Friday, December 5, 2014

Holiday Flash Fiction: Midnight Clear

Welcome to the Flash Fiction Holiday Blog Hop!
All stories must include in the text: a winter holiday theme, a "bad boy" character, and a gift of some kind. For inspiration, we were given this photo:
Enjoy my interpretation of the theme, Midnight Clear. Thanks for reading!
Midnight Clear
By Whitley Gray

Snow really did squeak when it got cold enough.

The night air had gone from brisk to subzero and smelled like a deep freeze. It was a true midnight clear. The stars glittered like Christmas lights in the black velvet sky. If it weren’t for the moonlight reflecting off the snow, it would be blacker than an undertaker’s suit.

There wasn’t a single light to suggest civilization. And the silence, as if the temperature had frozen any sound. Unnerving.

This wasn’t the North Pole. This was…Nebraska. Hazard County, unincorporated.

Eric shivered, hiked his duffel higher on his shoulder, and walked faster along the side of the road. Somewhere out there was Graeme’s house.

What if Graeme wasn’t home? What if Graeme’s parents had a problem with an unexpected guest on Christmas Eve? What if he couldn’t find Graeme’s house in the dark?

Eric’s phone had died a while ago, and the charger was back home in Lincoln. Er, former home, most likely, judging by what had happened. How could this have happened?

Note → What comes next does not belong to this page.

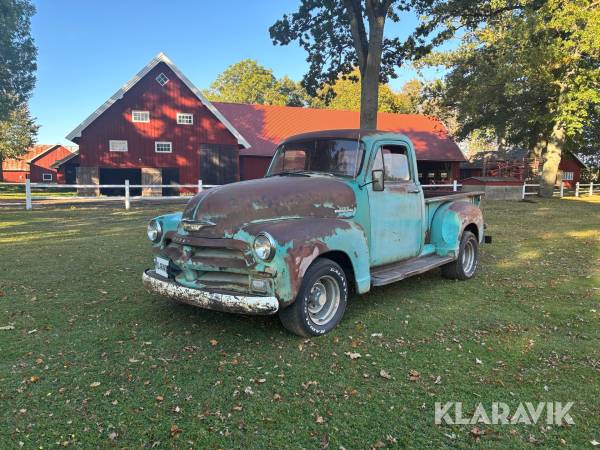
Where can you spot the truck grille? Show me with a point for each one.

How had everything gone so spectacularly wrong from one minute to the next?

In retrospect, it had been a bad idea—a horrible idea—to come out to his folks during Christmas break. But he’d turned twenty-one the day before, and everyone had been in such a great mood, all holiday cheer and good will toward men. Then Eric had made his announcement and brought the festivities to a screeching halt, eliciting bad will all around. A crowd of angry faces and angrier words had driven him out into the cold. He’d barely had time to grab his coat.

Last week, Graeme had said, “Stay at my house over break. My parents would love to meet you.”

And Eric had turned him down, thinking about how much Mom wanted him home for his birthday and Christmas.

“If you change your mind, give me a call.” Graeme had waved on his way out the door.

What he’d had in his wallet had gotten him as far as North Platte by bus. And now it was up to his feet to get him where he was going, step by step, mile by mile, over the squeaking snow.  

Far off in the distance, a pair of headlights wandered over the rolling Nebraska plains. It was probably warm in that car. Maybe those people were headed home from a party, and would stop and give him a ride to Graeme’s. At the very least, they’d offer to call Graeme and tell him where Eric was.

Cold and homeless in the middle of nowhere.

Eric paused and stamped his feet. He’d lost the feeling in them. The chill dove down into his lungs in an arctic rush, making him cough; his breath froze in white plumes. As long as he kept moving, he couldn’t freeze to death, right?

Just keep walking, Hopkins.

The headlights veered away and then disappeared.

Aw, man. What if he walked right by the entrance to Graeme’s place? A shudder went through him. Teeth chattering, he pulled the collar of his coat up around his face.

A chime broke the silence.

Not exactly a chime. More like a jingle.

It sounded like…well, it sounded like bells. Sleigh bells, to be exact. And why the hell would he hear something like that out in the middle of nowhere? 

He turned in a circle, straining to see in the gloom. Something crested the hill ahead. Something jingling. Eric stared as the creature got closer. Something on four legs, trotting down the hill, picking up speed. Something with—


No. The cold apparently had brought on hallucinations.

Jingle-jingle-jingle. It’d be on him in seconds. He should run. But he stayed rooted to the spot. Or perhaps frozen to the ground.

It slowed on the final approach. It wasn’t big, but it did have antlers. The dog came to a stop, sat in front of him, and gave a canine grin. He wore a collar decorated with bells, and a pair of fake felt antlers.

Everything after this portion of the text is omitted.